In 2000 the United Nations established 8 ambitious Millennium Development Goals (MDGs) for the Developing World:
GOAL 1: Eradicate extreme poverty and hunger
GOAL 2: Achieve universal primary education
GOAL 3: Promote gender equality and empower women
GOAL 4: Reduce child mortality
GOAL 5: Improve maternal health
GOAL 6: Combat HIV/AIDS, malaria and other diseases
GOAL 7: Ensure environmental sustainability
GOAL 8: Develop a global partnership for development
The elephant goalkeeper in the MDG game has always been population control. The recent BYND 2015 Global Youth Summit in Costa Rica included this in its
declaration:
We seek tools to better inform us about healthy lifestyles and health concerns, which help us act on that information, especially in areas of sexual and reproductive health, and in dealing with issues of disability, including knowledge to reduce problems of stigma and fear associated with many diseases
Let's hope that family planning aid does not become a partisan issue in Australia as it has been in the United States with the
global gag rule enforced by Republican administrations and reversed under Democrat presidents. Family planning and sexual and reproductive health programs that mention the 'A' word [abortion] or sometimes even just the 'C' word [contraceptive] do not get funded when the rule applies.
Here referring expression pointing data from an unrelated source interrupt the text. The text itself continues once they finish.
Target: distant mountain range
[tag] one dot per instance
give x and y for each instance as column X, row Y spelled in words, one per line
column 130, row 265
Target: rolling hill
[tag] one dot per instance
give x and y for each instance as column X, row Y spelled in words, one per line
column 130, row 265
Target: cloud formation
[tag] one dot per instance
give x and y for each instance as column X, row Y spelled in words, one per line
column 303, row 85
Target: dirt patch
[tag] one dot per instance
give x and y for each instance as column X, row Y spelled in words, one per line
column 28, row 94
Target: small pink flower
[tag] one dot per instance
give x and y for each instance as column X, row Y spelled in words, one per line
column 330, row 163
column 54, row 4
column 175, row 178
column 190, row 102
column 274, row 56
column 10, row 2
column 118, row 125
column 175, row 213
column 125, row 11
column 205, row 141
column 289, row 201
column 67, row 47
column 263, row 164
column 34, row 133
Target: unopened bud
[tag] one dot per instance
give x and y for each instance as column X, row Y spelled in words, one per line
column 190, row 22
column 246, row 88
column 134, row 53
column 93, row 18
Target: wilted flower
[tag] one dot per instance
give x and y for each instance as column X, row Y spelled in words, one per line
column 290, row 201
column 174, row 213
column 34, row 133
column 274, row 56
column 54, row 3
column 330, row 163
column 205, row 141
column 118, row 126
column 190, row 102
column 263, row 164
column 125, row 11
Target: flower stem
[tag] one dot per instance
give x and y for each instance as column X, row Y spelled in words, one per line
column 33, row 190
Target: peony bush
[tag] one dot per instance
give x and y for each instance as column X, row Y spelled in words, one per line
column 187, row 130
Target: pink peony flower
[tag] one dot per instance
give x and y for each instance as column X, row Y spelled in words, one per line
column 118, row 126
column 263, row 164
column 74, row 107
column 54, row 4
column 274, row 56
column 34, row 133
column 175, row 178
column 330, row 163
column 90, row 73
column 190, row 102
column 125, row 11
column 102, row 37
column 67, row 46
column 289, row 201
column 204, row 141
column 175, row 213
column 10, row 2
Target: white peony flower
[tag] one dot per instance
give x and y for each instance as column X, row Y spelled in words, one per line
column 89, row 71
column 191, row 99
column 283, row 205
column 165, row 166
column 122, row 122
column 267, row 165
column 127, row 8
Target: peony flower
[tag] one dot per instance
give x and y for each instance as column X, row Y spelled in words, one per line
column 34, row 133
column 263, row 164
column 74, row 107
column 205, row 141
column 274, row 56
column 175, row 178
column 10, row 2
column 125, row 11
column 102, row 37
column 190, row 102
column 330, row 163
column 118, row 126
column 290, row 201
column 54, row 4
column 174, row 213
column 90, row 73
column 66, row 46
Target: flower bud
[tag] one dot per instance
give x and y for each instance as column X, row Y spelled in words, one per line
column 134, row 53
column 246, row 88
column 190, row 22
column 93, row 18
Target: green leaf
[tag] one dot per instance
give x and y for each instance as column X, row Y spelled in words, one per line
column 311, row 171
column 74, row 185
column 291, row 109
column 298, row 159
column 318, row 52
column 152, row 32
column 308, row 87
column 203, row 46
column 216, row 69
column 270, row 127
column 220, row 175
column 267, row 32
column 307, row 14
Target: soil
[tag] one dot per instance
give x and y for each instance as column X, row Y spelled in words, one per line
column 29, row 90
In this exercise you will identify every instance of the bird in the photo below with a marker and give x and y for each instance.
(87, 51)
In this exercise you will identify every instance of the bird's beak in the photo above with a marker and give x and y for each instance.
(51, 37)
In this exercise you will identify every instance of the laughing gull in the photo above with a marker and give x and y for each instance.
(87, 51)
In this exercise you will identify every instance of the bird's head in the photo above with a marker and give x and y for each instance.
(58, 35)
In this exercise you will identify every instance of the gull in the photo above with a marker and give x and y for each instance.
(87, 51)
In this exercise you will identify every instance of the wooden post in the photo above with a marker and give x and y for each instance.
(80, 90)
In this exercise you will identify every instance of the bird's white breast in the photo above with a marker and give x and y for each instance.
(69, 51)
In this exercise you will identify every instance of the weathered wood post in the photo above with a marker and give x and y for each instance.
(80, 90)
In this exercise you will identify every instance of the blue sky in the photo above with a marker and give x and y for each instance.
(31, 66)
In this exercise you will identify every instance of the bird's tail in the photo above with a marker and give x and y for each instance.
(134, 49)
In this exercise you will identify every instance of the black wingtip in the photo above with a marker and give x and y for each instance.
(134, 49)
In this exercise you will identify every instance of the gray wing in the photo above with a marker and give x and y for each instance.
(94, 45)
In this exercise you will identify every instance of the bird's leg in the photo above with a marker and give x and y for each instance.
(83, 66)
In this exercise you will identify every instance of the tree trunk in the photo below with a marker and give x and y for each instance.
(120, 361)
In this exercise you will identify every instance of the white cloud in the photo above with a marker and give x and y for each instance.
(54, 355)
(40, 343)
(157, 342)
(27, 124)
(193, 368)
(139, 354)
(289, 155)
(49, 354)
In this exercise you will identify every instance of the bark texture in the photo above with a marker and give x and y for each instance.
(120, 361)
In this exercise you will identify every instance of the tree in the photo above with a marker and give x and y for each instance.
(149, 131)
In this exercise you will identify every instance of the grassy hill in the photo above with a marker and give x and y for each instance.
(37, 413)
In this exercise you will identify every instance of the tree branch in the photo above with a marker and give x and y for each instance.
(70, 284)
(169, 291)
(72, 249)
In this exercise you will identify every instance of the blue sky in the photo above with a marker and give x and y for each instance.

The ACFID has over 100 non-government members working in the international aid and development sectors. Some of them will be attending
Progress 2013 conference on 7-8 November in Melbourne to further discuss issues and share strategies. A number of the organisations are faith-based and may have their own concerns with family planning projects.
[My posts for the 2010 European Journalism Centre's Th!nk About It -
Developing World blogging competition range over many of the issues related to population, family planning and sex education.]